Appeal puts 3 Ark. boys' murders back in spotlight

The Associated Press
Saturday, October 2, 2010; 10:01 AM

LITTLE ROCK, Ark. -- With the fervor of a religious revival, more than 2,000 people packed an auditorium in Little Rock and shouted alongside movie and music icons like Johnny Depp and Eddie Vedder: "Free the West Memphis Three!"

But the real star of the late August rally sat 75 miles away on Arkansas' death row. He's Damien Echols, sentenced to die for the horrific murder of three young boys 17 years ago; two other young men received life sentences in the case.

Supporters of the men, the so-called West Memphis Three - including hundreds who showed up at a candlelight prayer vigil at a church last week - argue there were two sets of victims from the May 5, 1993, crime: the three murdered 8-year-olds and Echols, Jason Baldwin and Jessie Misskelley, the then-teenagers who defenders claim were wrongly convicted in the deaths.

Prosecutors have insisted that the true killers are behind bars and that the evidence backs that conclusion. So far, courts have agreed. But doubts about the nightmarish case will not die, and they're not coming only from celebrities.

Following a hearing Thursday, the Arkansas Supreme Court is considering whether to grant Echols a new trial, weighing many issues: Did a juror commit misconduct? What's the significance of a new analysis of DNA, which wasn't tested before the trial?

Meanwhile, another question looms: If the West Memphis Three didn't kill the boys, who did?


The crime was beyond shocking.

Three 8-year-old friends, all Cub Scouts, disappeared after school one weeknight while riding their bikes. Their bruised and bloodied bodies were found the next day in a wooded area known as Robin Hood Hills. The scene was gruesome: The boys were nude, each with his ankles and wrists hogtied together with shoelaces.

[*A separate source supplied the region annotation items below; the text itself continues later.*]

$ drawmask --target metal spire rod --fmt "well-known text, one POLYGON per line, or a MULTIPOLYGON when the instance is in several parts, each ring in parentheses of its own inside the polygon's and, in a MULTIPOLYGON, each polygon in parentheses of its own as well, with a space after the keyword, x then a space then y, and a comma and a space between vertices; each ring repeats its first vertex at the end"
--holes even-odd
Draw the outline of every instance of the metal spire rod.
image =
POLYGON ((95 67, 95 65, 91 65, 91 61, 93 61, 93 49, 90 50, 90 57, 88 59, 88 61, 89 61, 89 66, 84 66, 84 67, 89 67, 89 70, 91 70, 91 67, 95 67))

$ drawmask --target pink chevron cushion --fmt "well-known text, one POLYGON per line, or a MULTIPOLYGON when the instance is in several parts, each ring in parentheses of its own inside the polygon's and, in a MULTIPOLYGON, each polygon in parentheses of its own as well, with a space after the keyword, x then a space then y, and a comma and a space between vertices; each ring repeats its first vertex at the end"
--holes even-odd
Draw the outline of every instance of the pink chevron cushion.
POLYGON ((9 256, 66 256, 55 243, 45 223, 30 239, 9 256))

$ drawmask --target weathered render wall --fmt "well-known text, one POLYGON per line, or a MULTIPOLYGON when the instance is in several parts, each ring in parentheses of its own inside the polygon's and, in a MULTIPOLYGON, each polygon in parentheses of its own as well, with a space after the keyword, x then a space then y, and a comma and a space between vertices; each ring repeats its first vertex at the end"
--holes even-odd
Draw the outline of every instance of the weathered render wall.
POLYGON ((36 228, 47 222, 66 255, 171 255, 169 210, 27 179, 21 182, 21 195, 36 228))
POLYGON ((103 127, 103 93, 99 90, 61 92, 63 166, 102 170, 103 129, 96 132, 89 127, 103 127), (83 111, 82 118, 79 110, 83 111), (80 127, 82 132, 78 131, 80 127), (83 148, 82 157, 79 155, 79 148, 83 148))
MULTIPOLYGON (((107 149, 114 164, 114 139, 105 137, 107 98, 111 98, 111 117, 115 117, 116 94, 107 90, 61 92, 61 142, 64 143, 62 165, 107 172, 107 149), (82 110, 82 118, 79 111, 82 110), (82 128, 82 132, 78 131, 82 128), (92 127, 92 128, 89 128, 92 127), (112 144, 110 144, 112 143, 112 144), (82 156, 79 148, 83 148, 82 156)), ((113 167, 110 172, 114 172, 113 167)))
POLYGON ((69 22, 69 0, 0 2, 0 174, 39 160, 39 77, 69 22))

Steven Branch and Michael Moore drowned in a drainage ditch filled with about 2 feet of water. Christopher Byers bled to death and his genitals were mutilated and partially removed, leading to rumors that the children were sacrificed in a Satanic ritual.

The outcry in the town of 28,000 across the Mississippi River from Memphis, Tenn., was immediate and intense.

"We were upset, mad at whoever did this to those children," said Ann Powers, a 57-year-old cashier at a West Memphis Walmart. "We were trying to help the parents along as much as we could. Any information that came out was given to the police."